Jennifer Hawkins—CEO of Hawkins International Public Relations, which serves mainly high-end lifestyle and travel clients, luxury hotels with spas, and international hospitality companies—says properties don’t necessarily have to make capital improvements or—heaven forbid—start from scratch, to get on the wellness bandwagon.
“From a literal ‘building’ standpoint, there are two main categories—new builds, like IHG’s EVEN Hotels, which are conceived around the concept of wellness, and modifications to existing hotels, such as upgraded equipment, wellness-inspired customization such as special lighting or air enhancement, and finding new uses for existing space, such as scheduling yoga or meditation to get guests out of their rooms.”

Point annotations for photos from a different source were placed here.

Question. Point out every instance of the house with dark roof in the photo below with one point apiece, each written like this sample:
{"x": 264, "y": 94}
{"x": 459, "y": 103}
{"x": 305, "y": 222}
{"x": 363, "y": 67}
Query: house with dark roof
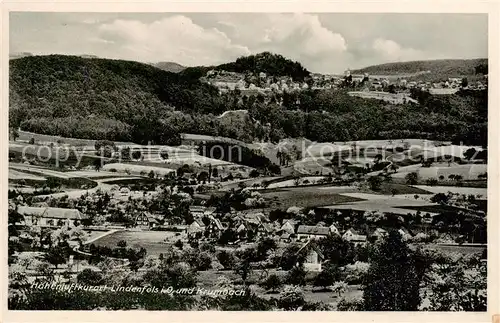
{"x": 312, "y": 232}
{"x": 378, "y": 234}
{"x": 354, "y": 236}
{"x": 405, "y": 234}
{"x": 196, "y": 226}
{"x": 288, "y": 226}
{"x": 215, "y": 227}
{"x": 145, "y": 221}
{"x": 314, "y": 258}
{"x": 50, "y": 216}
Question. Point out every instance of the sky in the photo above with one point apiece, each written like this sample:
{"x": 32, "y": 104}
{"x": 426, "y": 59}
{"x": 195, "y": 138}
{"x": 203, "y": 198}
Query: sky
{"x": 322, "y": 42}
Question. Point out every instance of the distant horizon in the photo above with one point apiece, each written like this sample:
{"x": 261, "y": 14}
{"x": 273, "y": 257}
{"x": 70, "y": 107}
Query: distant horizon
{"x": 321, "y": 42}
{"x": 186, "y": 66}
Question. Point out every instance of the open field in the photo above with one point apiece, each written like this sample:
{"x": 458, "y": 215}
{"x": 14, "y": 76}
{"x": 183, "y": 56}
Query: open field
{"x": 291, "y": 182}
{"x": 459, "y": 190}
{"x": 152, "y": 241}
{"x": 137, "y": 169}
{"x": 402, "y": 204}
{"x": 468, "y": 172}
{"x": 17, "y": 175}
{"x": 40, "y": 138}
{"x": 463, "y": 249}
{"x": 305, "y": 197}
{"x": 208, "y": 279}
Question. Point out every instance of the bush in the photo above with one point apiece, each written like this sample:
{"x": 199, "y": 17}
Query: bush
{"x": 226, "y": 259}
{"x": 291, "y": 298}
{"x": 136, "y": 154}
{"x": 272, "y": 283}
{"x": 179, "y": 244}
{"x": 412, "y": 178}
{"x": 432, "y": 181}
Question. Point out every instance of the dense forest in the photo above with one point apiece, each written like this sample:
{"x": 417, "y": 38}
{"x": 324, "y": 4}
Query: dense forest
{"x": 271, "y": 64}
{"x": 129, "y": 101}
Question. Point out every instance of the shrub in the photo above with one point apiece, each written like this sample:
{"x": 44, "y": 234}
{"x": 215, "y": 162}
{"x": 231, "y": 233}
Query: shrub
{"x": 136, "y": 154}
{"x": 432, "y": 181}
{"x": 412, "y": 178}
{"x": 179, "y": 244}
{"x": 226, "y": 259}
{"x": 272, "y": 283}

She says it is especially urban hotels—with limited physical expansion options—that are supplementing tweaks to existing structures to create flexible spaces suitable for treatments and classes and otherwise supporting wellness goals with updated fitness equipment and guestroom lighting and technology. It is these space-challenged properties in particular, she says, that are offering creative solutions through programming and partnerships that address wellness needs without significant physical changes to their structure.

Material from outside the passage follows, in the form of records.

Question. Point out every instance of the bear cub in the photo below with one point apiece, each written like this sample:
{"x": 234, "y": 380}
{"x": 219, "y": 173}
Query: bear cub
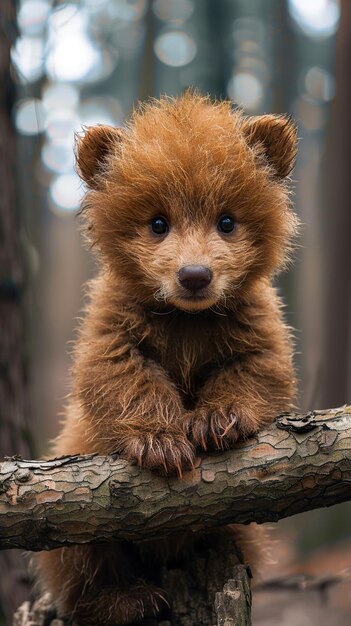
{"x": 183, "y": 347}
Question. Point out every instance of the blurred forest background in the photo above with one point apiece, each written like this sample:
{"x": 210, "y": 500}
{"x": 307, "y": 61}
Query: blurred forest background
{"x": 64, "y": 65}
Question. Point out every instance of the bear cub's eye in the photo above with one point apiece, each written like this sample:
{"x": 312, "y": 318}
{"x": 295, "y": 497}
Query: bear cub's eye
{"x": 226, "y": 224}
{"x": 159, "y": 225}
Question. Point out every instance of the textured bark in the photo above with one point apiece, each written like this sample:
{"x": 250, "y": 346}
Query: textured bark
{"x": 191, "y": 590}
{"x": 300, "y": 463}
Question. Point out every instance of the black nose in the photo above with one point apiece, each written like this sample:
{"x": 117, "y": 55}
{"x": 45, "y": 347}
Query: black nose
{"x": 194, "y": 277}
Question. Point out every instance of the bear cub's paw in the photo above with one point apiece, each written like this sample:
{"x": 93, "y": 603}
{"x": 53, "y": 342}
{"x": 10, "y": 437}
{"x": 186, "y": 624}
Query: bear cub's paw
{"x": 163, "y": 452}
{"x": 218, "y": 429}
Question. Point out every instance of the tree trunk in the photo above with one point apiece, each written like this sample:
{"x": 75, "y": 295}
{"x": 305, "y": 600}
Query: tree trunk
{"x": 14, "y": 403}
{"x": 302, "y": 464}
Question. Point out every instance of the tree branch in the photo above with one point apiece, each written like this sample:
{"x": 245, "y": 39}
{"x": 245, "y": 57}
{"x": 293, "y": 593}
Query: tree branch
{"x": 300, "y": 463}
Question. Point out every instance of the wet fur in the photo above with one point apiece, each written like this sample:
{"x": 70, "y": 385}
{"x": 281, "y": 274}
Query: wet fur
{"x": 157, "y": 376}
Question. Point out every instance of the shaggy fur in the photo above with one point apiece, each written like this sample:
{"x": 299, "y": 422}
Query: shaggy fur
{"x": 159, "y": 373}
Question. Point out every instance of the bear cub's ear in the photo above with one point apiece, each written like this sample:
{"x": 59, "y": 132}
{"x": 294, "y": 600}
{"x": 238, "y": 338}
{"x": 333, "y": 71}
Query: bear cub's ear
{"x": 277, "y": 135}
{"x": 92, "y": 149}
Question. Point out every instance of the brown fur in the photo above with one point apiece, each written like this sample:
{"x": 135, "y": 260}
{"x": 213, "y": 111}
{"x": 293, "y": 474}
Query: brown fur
{"x": 158, "y": 375}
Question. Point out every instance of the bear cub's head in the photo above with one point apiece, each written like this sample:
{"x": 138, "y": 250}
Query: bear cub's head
{"x": 188, "y": 205}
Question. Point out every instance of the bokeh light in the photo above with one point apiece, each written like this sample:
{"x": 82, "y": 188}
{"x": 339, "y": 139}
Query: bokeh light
{"x": 29, "y": 116}
{"x": 28, "y": 58}
{"x": 175, "y": 48}
{"x": 318, "y": 18}
{"x": 33, "y": 16}
{"x": 173, "y": 12}
{"x": 66, "y": 192}
{"x": 246, "y": 90}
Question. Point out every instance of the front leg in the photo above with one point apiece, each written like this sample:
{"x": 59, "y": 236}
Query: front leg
{"x": 239, "y": 400}
{"x": 130, "y": 406}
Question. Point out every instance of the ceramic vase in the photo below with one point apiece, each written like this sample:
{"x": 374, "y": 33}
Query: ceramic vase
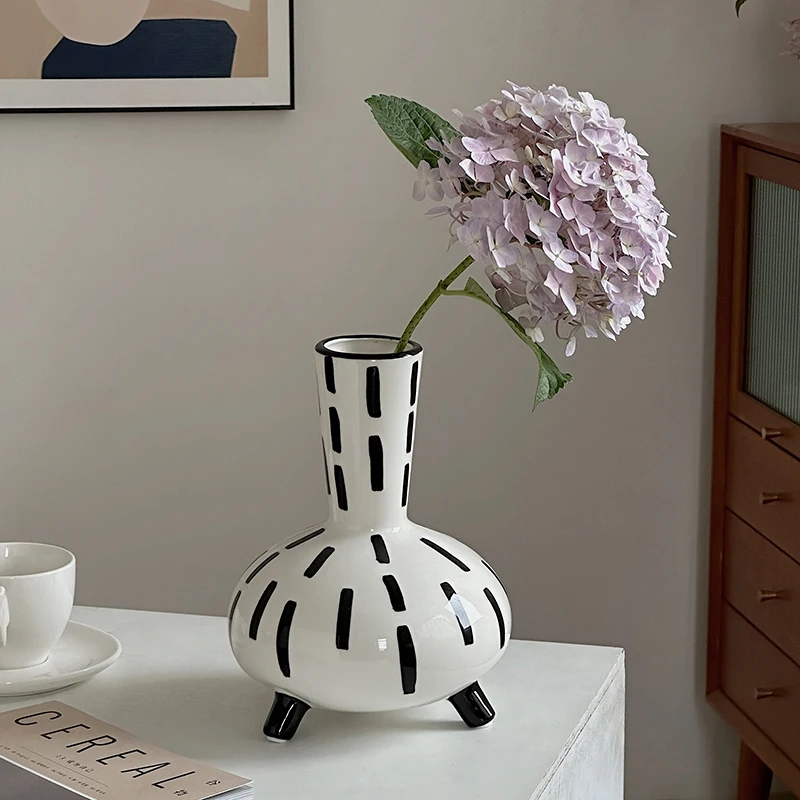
{"x": 369, "y": 611}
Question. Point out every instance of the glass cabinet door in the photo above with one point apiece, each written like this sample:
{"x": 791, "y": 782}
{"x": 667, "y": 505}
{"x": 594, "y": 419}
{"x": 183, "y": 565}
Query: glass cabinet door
{"x": 772, "y": 327}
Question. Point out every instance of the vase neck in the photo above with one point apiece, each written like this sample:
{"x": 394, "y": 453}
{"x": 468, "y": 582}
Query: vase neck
{"x": 368, "y": 404}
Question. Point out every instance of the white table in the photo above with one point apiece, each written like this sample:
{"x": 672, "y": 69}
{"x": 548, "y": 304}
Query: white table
{"x": 559, "y": 732}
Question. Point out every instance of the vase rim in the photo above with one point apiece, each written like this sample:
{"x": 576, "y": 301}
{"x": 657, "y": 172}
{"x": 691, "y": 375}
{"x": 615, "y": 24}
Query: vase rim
{"x": 331, "y": 347}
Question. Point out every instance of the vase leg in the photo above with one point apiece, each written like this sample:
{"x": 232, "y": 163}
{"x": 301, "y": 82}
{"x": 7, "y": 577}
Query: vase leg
{"x": 473, "y": 706}
{"x": 284, "y": 718}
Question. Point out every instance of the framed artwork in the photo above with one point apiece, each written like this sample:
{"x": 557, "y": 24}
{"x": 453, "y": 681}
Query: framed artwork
{"x": 127, "y": 55}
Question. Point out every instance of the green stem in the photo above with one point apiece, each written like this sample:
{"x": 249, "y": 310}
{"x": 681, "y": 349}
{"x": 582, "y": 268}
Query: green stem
{"x": 441, "y": 288}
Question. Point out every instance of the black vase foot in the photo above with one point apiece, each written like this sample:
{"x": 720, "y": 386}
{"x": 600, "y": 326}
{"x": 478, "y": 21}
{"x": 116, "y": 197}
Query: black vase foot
{"x": 284, "y": 718}
{"x": 473, "y": 706}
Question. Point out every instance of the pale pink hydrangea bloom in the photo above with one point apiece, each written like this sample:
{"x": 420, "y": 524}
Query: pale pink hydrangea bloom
{"x": 553, "y": 197}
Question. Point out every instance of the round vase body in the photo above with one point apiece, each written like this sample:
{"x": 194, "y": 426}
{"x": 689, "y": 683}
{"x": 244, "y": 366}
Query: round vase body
{"x": 368, "y": 611}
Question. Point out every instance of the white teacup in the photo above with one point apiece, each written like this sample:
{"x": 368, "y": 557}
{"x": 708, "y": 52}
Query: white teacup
{"x": 37, "y": 590}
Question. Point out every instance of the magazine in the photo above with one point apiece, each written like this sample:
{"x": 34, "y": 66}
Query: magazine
{"x": 52, "y": 751}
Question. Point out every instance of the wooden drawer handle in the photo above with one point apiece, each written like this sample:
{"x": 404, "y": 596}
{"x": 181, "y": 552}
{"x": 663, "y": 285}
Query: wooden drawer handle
{"x": 765, "y": 498}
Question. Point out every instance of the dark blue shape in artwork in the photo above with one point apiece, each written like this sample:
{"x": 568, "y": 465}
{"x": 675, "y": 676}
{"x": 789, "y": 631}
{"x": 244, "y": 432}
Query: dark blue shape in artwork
{"x": 156, "y": 48}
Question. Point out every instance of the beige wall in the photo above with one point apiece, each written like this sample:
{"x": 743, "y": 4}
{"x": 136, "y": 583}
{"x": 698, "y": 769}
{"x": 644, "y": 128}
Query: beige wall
{"x": 166, "y": 276}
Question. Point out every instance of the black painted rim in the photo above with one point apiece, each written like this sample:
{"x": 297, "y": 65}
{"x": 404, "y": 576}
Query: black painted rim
{"x": 322, "y": 348}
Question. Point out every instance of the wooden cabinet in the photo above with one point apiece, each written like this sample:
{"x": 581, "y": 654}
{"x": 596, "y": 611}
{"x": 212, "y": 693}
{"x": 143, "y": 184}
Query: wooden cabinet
{"x": 753, "y": 675}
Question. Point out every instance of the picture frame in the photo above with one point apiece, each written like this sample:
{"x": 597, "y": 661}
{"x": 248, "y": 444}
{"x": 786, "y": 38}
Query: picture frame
{"x": 160, "y": 55}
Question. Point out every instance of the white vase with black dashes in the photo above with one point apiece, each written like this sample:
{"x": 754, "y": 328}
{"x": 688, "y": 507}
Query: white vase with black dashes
{"x": 369, "y": 611}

“What we’re seeing in urban hotels—especially boutiques, which don’t have the physical facilities for spaces like yoga rooms—is that they are addressing this by partnering with players in the growing on-demand wellness community. They are bringing experiential fitness equipment into their gyms, like Peloton bikes—or if they don’t have a gym—partnering with companies like ClassPass or wellness concierge services like Namaste New York. Hotels that don’t have spas can partner with Zeel for on-demand massages, or offer special one-on-one treatments like in-room facials with CryoFuel or sleep therapy with ReCOVER.”
Then, too, she says, there are wellness, nutrition, and meditation gurus offering guest seminars and lectures. “One client brought in a celebrity nutritionist to redo their menus, and another provided a ‘grocery guru’ to teach guests how to make healthy food choices. Nearly all go beyond the traditional menu of the past with just a few vegetarian options. Some offer vegan menus, and guests can now choose smoothies over eggs Benedict.”